他笑了笑,从怀里掏出一件物什放在流笙面前:“这世上除了姑娘,恐怕没人能做到。”

  能坐上洛城城主的人,哪能没个七窍玲珑心。

  “姑娘在此已久,必定是在寻一个人。而凭姑娘仙术也寻不到的人,必定是个死人。这盏聚魂灯,或许能帮到姑娘。”

  流笙淡淡看着他良久,终于笑出声:“也罢。帮你也无碍,但你需得明白,逆天而行必受天谴,我可以送你回到十年前,但凭你凡人之力根本无法销毁经书。”
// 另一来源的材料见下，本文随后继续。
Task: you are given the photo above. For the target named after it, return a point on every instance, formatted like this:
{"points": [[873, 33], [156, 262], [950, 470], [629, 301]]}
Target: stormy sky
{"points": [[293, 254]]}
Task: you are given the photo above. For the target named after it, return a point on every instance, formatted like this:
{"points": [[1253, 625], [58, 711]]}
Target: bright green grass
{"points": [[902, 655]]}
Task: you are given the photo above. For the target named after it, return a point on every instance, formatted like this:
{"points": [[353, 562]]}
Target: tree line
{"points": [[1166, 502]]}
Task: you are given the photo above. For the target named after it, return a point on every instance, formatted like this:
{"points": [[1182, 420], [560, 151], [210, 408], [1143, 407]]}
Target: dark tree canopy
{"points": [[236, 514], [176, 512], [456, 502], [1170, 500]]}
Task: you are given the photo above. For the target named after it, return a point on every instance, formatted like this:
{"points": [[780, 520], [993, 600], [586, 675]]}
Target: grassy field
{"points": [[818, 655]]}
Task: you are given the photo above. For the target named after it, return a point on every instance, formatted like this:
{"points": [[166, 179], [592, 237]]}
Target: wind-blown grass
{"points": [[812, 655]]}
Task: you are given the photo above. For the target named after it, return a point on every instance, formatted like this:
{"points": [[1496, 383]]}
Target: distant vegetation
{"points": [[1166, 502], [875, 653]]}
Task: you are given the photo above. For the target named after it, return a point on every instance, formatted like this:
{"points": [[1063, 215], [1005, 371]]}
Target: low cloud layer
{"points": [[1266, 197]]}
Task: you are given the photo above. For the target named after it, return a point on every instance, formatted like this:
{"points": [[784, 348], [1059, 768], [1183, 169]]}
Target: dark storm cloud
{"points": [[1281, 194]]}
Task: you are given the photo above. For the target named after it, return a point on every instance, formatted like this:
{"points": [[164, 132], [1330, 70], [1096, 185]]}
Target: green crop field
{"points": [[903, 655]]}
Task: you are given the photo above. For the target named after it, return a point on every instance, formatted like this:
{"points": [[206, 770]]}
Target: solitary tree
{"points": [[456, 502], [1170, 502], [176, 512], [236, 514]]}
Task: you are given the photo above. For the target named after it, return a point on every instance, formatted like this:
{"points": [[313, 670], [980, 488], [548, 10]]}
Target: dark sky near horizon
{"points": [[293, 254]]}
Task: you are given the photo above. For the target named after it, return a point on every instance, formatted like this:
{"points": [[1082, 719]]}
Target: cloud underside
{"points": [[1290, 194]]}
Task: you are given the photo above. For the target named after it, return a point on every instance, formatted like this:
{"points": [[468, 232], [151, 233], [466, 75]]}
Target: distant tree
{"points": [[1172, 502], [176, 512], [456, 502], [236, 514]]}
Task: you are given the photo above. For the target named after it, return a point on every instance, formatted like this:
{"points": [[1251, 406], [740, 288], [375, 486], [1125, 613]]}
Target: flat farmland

  他一脸了然:“我无法销毁,姑娘却可以做到。届时我拿到经书会来此找你,十年前,想必姑娘已经在此了吧。”

  流笙从未见过如此聪慧的人。她看着他袖口盛放的菩提花,想到故事里那个如菩提静好的女子,终于点头。

  她将灯火熄灭,屋内漆黑一片,萧晏感觉到周身有入骨冷意,只听见她警告的声音:“切记回去之后除了拿取经书不能干涉任何事情。”

  他一一应下,最后听见她浅声询问:“经书被毁,她不会再遇到你,你也不会再记得她,这样也没关系吗?”

  他扬起唇角笑得温柔:“我只想她好好活着。”

  他醒过来,睡在柔软菩提间,夜晚的药谷安静祥和。他踏着风飞身而上,潜进了传闻中被谷主烧毁的楼阁。《青囊经》果然放在里面,他将其放在怀里正要离开,楼外突然人声躁动火光大起,竟是药谷被灭那日。
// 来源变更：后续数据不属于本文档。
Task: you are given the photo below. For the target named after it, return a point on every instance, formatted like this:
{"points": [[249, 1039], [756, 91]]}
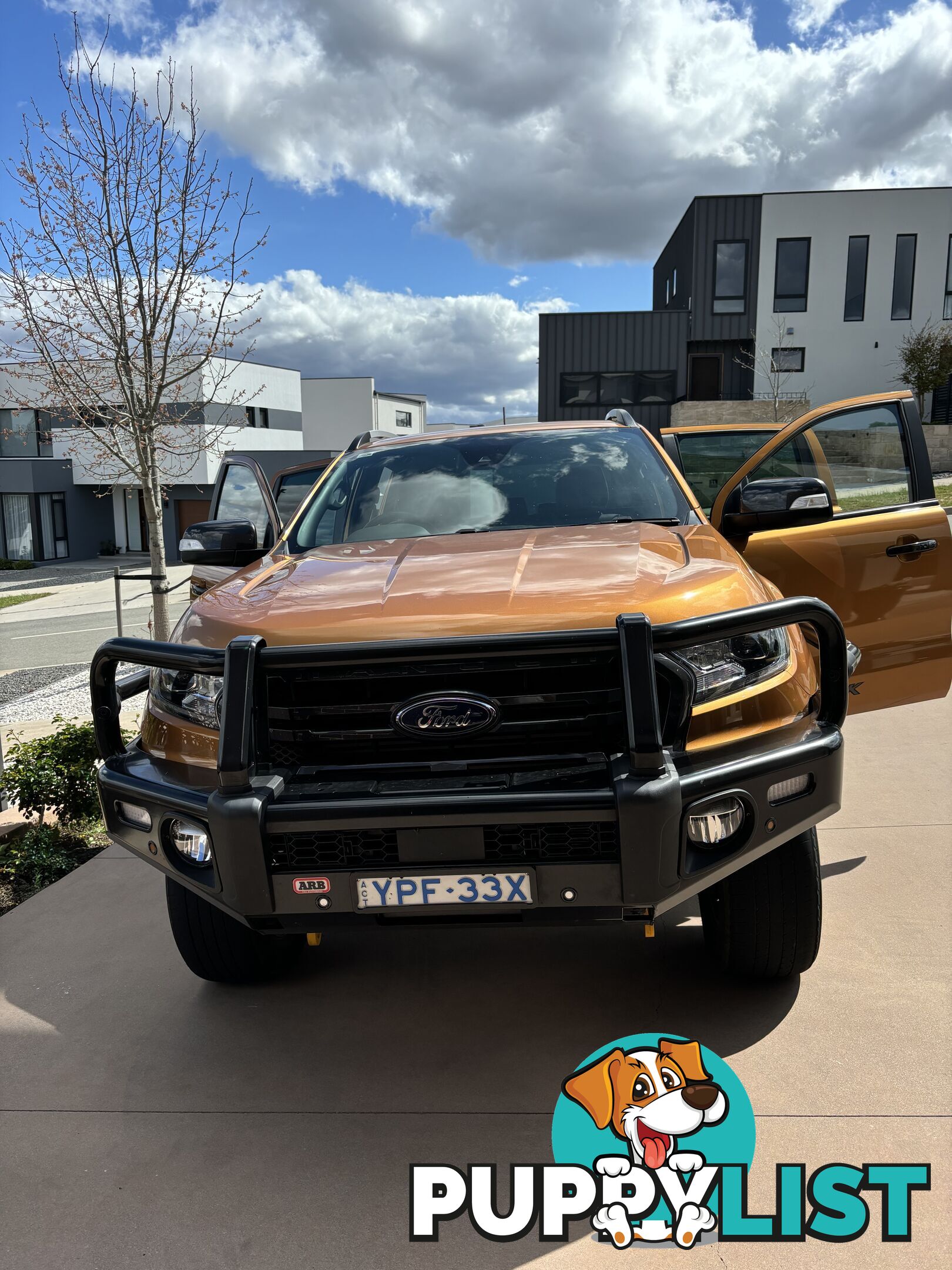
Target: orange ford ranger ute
{"points": [[522, 675]]}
  他从楼阁飞跃而出,看见谷主一把火点燃门窗,与传言无二样。他在夜风中飞奔,着急离开这个即将血流成河的地方,却在经过木屋时猛地顿住。

  是幼小的顾辛,紧紧抱着自己的妹妹,身后大火即将烧到身上还茫然不知。他看着她稚气未脱的脸,想到她死在自己怀里时的模样,疼痛蔓延全身。
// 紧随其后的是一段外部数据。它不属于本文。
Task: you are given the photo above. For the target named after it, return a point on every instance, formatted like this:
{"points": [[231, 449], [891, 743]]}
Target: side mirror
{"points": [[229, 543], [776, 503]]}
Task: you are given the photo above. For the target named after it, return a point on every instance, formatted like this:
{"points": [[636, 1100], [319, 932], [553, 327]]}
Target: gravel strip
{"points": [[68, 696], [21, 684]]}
  大火就要将她吞噬,他用黑巾蒙住半张脸,飞身而下,一手抱起她们逃出药谷,身后已是一片火海。

  那种入骨冷意又缠绕上来,他感受到身子在变轻,脑海响起流笙的警告。顾辛睁着大大的眼睛看着他,轻轻叫了一声哥哥。

  而他踉跄两步消失在黑暗中,怀中的《青囊经》突兀落地。

  一切因果缘起都已注定,终于还是什么都没能改变。萧晏在洛城醒过来,四周静寂,他埋着头,终于痛哭出声。

第六卷 忘川·白骤

  白骤,你什么时候才能在乎我一点,哪怕是一点。

  第壹章

  凤仙镇南巷的酒馆出了名的酒香味浓,一杯即醉,两杯难宿,三杯梦醒不知处。可这个乞丐打扮的女子却已不住口地喝了十碗仍不尽兴,竟又抱起了酒坛。令人一边感叹她的酒量,一边忧心她是否能支付酒钱。

  末了,她用袖子拭擦下颌酒迹,东摸西摸终于掏出一个脏兮兮的钱袋,扔给老板:“这钱应该够了。”

  她转身摇摇晃晃离开,感叹伴着酒气:“要是有喝酒不给钱的地方就好了。”

  老板在身后回答:“往前走有个忘川茶舍,那里的茶不要钱。”

  她嗤之以鼻,将酒囊扛在肩上:“平生只爱酒,不吃茶。”

  哼着小曲走过青石路,一片竹林映入眼帘,飒飒竹风间,忘川二字若隐若现。她眼尖地看见竹林里青衣女子正手持花锄挖了一坛陈年老酒出来。

  她咂咂嘴凑过去,问:“你这坛酒,可以给我尝尝吗?”

  流笙笑意盈盈地看她:“忘川没有酒,只有茶。这是我前几年埋下的老茶,姑娘若不嫌弃,可以尝尝。”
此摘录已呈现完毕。